Linda Wells, an American mother of a critically ill child adopted from China, has once again found support in her fight to save her daughter and other aplastic anemia patients.
The 50-year-old lawyer from New Mexico in the United States yesterday said she was encouraged to see that the databank of potential bone-marrow donors in China had expanded drastically since February.
Wells made her first failed mission to China then trying to find a bone marrow match for her daughter Kailee. She is now back in Beijing making a last-ditch effort for the six-year-old, as well as for millions of other similar patients.
Wells adopted Kailee, who was abandoned as a baby in 1997, from Changde of Central China's Hunan Province. Kailee was diagnosed with fatal aplastic anemia last year.
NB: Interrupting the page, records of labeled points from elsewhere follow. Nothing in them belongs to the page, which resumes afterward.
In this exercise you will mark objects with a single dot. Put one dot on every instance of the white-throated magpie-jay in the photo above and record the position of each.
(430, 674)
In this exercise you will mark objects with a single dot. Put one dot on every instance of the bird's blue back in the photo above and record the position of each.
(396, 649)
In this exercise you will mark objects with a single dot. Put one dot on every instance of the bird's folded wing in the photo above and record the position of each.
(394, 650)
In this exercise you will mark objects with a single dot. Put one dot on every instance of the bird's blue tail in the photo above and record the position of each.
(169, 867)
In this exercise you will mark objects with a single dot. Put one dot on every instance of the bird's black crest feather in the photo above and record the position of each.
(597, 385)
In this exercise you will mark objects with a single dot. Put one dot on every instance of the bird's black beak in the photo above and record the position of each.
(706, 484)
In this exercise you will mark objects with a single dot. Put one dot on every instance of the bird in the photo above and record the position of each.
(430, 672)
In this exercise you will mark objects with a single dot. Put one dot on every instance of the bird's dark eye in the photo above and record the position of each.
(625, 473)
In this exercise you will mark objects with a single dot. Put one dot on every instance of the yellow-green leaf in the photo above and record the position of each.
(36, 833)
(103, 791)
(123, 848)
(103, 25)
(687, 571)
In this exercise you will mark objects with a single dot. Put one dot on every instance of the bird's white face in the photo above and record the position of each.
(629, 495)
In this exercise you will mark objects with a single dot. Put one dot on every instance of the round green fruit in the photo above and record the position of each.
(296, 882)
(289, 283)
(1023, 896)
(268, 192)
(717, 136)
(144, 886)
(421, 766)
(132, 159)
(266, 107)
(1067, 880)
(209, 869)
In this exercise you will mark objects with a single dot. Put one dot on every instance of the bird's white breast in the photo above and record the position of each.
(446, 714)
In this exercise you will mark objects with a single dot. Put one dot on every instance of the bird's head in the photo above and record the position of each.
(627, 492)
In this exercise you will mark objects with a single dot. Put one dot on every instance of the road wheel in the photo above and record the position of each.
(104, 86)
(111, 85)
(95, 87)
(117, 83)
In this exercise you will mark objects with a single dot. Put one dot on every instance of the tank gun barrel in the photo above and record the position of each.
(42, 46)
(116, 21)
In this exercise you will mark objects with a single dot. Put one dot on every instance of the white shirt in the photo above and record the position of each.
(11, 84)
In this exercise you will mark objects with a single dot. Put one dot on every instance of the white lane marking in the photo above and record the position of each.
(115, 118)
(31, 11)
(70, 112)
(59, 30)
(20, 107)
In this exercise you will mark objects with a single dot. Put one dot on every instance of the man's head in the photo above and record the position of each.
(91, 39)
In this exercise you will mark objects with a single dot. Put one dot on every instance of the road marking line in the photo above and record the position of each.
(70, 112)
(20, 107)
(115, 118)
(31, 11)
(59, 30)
Doctors said a transplant is her only hope of survival.
"The Chinese volunteers and Red Cross societies have never given up their efforts to help Kailee," said Hong Junling, director of the Hematopoietic Stem Cell Donor Programme Administration Centre of the Red Cross Society of China.
Partly due to the centre's publicity, the number of donors on the Chinese bone marrow registry has surged from 50,000 in February to 83,000 at present, the director said.
Since the chances of finding a suitable match in the general population are slim -- up to 10,000 to 1 -- experts said the larger the bone marrow registry, the greater the odds that Kailee will find a match.
Despite the modest size of the databank, the Chinese Red Cross staff found 15 samples that could prove to be a 9 out of 10 match for Kailee, based on the preliminary serology typing, according to Hong.
However, Zhang Zhixin, another official of the centre, said these samples may only be theoretically helpful.
Although the chance of finding a perfect match for Kailee is remote, Wells and Hong said they will not give in to statistical probabilities.
"The first time I was here my concern was solely to find a match for Kailee," Wells said. "But now we know that there are so many people that are waiting and going to die without a transplant. Our mission now is different."
Together with Hong's centre, the Wells' are appealing for more volunteers to register their bone marrow -- not just for Kailee, but for many other people who need bone marrow transplants to survive.
Yang Boxiong, 21, a student of the Beijing-based China Youth University for Political Sciences, was among a dozen people who registered their bone marrow types by having a blood test at Hong's centre yesterday.
Wells said: "We are certain that others who are desperately looking for a match will find that one person who is able to provide them the 'gift of life.'"
After her Beijing trip, Wells will also go to Changsha, capital of Hunan, Hong Kong, Taiwan and Singapore to continue her quest.